You were not at the party to entertain her. If she felt uncomfortable, she is a big girl and had her own choice to excuse herself. It is a party, people DO mingle. SHE mentioned this 3 times, it is HER problem, NOT yours! Like you were supposed to cater to her needs? Please! Maybe she needs to expect less and get more!

I do not like people like that and I do NOT associate with them. (ie:victims) Like my neighbors last week, one of them approached me asking why I/hubby do not like them. It is NOT a matter of me liking them or not, I know how they are so I am indifferent. It is the past and whatever. The way they have treated us and the other neighbors next to them just instills a permanent distance I need to keep from these people. It is that fact that when we DID speak, there was always some "misunderstanding", issue or ridiculous retaliation we experienced from them. (like them hating our fence so they put charcoal briquettes under the wood fence while hot, leaving a raging campfire near our fence or when they called cops on the cable guy (3 times!) because he went into their yard on an utility easement and the cops TOLD them this was legal, or when the dead trees were cut down for our fence and we were supposed to split the wood and the bill the took ALL the wood and never paid us.) She denied doing any of it but who else would call the cops? or dump the hot briquettes? or not pay us for the the tree cutting and share the wood as agreed? They even were swearing at me the morning I was cleaning the fence construction mess when not even 12 hours before I had found out my grandmother passed away. She stood there in my face and denied the WHOLE thing! This is a person I cannot trust or wish to ever trust again. I do not hate her but this is someone I do not want in my life because I cannot trust her. (my husband feels the same) My husband and I just mind our own business. We do not say nothing to them because somehow it always ends up being some sort of issue, so it is not worth it. Sometimes no communication is better then trying to communicate with people that just are different. My mother in law is someone I really am not comfortable with...actually none of my sister inlaws are!
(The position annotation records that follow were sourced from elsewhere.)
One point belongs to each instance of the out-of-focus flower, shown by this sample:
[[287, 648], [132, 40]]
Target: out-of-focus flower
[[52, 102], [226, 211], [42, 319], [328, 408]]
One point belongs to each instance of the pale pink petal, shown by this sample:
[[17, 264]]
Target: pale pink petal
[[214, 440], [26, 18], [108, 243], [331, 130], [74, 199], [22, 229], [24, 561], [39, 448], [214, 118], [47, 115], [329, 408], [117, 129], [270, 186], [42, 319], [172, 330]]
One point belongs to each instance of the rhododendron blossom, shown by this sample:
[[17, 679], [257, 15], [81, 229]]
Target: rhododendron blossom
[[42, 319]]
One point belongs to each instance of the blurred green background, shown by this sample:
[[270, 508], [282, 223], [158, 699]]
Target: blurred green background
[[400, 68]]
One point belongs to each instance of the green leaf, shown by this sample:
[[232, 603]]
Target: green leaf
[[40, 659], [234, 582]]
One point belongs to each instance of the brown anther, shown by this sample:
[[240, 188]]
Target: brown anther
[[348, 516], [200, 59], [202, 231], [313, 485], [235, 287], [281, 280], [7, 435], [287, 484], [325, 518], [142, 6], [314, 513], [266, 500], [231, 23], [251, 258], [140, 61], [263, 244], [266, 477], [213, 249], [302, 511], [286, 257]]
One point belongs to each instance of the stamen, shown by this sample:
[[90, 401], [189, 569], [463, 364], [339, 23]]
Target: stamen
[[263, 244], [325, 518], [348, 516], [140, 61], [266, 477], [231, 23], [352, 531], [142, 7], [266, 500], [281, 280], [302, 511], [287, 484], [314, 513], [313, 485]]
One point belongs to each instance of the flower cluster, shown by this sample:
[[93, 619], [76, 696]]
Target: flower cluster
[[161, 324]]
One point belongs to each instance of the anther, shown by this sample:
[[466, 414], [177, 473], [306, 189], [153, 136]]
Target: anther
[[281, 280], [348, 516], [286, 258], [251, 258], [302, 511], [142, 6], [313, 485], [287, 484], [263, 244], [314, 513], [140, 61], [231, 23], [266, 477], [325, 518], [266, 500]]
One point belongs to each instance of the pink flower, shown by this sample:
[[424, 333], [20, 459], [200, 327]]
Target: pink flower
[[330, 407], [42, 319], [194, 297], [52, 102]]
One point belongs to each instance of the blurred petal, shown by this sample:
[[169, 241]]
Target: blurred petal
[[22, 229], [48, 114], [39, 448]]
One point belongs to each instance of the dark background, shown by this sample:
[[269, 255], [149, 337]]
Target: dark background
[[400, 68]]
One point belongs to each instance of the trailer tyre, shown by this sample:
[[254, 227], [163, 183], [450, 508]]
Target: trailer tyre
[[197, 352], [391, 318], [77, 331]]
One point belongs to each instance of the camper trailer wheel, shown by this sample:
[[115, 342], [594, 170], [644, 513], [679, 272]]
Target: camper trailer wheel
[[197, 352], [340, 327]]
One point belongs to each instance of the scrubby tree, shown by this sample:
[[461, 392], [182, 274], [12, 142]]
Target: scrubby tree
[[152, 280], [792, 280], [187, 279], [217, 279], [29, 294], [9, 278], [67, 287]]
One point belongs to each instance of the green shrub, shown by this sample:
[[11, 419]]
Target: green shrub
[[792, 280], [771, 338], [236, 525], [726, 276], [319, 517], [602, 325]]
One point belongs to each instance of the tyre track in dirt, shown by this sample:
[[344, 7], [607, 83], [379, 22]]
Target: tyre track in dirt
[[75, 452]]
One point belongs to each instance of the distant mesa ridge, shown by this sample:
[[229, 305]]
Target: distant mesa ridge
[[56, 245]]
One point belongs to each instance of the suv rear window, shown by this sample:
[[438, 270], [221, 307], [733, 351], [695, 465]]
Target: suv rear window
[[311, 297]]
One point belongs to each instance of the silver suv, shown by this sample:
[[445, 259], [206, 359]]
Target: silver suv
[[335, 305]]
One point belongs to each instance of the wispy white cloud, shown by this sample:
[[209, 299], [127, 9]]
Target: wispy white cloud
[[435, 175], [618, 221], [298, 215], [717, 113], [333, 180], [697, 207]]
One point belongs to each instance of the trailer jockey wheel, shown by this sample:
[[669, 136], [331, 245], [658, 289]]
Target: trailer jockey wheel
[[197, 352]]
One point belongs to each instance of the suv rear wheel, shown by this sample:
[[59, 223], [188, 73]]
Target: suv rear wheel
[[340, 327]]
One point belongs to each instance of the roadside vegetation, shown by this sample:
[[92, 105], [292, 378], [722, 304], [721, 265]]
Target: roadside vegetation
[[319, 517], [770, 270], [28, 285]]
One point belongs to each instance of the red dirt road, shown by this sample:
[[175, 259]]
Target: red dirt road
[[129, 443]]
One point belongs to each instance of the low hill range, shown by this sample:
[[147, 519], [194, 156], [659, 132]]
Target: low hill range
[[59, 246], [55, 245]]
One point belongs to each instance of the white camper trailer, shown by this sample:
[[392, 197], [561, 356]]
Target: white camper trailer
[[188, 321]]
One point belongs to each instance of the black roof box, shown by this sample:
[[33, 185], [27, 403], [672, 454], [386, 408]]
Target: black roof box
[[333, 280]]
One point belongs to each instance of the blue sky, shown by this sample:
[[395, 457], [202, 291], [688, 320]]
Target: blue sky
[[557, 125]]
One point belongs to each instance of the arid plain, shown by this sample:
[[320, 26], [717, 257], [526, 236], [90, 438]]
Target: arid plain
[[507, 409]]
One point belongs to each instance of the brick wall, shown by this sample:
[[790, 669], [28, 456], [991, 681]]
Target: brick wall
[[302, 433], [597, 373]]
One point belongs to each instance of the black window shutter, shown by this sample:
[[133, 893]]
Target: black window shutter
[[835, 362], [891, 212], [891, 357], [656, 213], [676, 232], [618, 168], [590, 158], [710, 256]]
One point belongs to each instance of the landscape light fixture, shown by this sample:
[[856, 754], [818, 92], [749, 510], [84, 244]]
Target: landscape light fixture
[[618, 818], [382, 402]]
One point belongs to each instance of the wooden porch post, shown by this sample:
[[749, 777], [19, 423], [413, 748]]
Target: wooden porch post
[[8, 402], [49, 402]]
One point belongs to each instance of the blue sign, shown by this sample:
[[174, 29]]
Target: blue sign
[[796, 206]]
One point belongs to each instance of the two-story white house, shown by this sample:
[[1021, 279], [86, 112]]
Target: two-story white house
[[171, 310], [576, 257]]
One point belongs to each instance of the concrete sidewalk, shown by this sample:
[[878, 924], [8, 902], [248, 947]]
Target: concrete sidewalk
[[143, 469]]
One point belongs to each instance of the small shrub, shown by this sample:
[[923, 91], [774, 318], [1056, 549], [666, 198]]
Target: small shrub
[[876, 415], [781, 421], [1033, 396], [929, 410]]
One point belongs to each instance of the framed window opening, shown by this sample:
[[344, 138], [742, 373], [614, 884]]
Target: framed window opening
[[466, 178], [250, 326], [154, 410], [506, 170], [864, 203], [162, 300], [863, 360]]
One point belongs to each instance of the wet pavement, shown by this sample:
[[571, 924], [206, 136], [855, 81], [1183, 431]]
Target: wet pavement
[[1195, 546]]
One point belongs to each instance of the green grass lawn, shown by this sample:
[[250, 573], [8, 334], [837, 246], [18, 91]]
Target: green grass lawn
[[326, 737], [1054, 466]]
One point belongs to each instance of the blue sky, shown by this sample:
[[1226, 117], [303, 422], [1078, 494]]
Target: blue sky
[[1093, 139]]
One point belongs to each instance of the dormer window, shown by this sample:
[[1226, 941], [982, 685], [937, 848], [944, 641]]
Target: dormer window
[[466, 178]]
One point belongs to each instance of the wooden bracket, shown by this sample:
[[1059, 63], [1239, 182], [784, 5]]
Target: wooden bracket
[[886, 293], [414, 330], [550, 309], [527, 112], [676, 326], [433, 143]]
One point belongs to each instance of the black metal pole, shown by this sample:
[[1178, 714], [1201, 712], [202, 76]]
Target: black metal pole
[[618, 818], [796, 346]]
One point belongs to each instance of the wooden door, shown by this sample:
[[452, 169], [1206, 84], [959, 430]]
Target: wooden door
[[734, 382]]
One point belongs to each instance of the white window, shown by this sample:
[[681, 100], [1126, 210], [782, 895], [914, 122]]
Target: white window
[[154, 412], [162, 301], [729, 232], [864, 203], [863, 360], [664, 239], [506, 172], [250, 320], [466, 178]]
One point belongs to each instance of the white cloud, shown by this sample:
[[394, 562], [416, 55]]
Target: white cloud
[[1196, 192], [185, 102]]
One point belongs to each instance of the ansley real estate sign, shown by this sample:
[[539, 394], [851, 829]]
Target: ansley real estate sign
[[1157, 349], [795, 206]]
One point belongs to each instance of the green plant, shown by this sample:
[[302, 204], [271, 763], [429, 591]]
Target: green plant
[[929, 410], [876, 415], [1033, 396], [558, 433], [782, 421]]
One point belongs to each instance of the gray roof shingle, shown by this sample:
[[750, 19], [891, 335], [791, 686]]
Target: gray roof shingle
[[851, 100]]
I just do not get "stuck" alone with her. I do not get mad at my husband if he walks away, I too have a mouth, can and HAVE excused myself out of her presences. I learned that I will not care for all people, nor will they care for me and hat is AOK! I have the ability to excuse myself and walk away. I also can choose whom I associate with as well. You have that choice to! Do not let what she said bother you...SHE has the problem! You did GREAT!

tweaky1h
Posts: 47
Joined: Tue Oct 02, 2007 9:33 am

Post by tweaky1h » Sun Jun 01, 2008 5:55 am

Thank you :) schnauzermom I appreciate your compassion and understanding. I'm done with her and her behavior. She's not worth it, I don't feel like I'm ever rude to people and that I've never been anything to her. I would guess she must be pretty miserable most of time act that way. She mentioned it 3 times indeed, and everytime called me that same name. I was :eek: shocked. I didn't understand to it to be honest with you. I think she wanted me to do the party totally different and was upset with me for not doing it her way! She wanted it to be a suprise party and with a specific theme. I just did what I wanted, and ended up waiting till the last minute before deciding... We've had a lot going on and I wasn't entirely sure I even wanted to do it. But I did it because I knew it was important to him. oh well, explanations don't even matter. I just need to let it go and move on.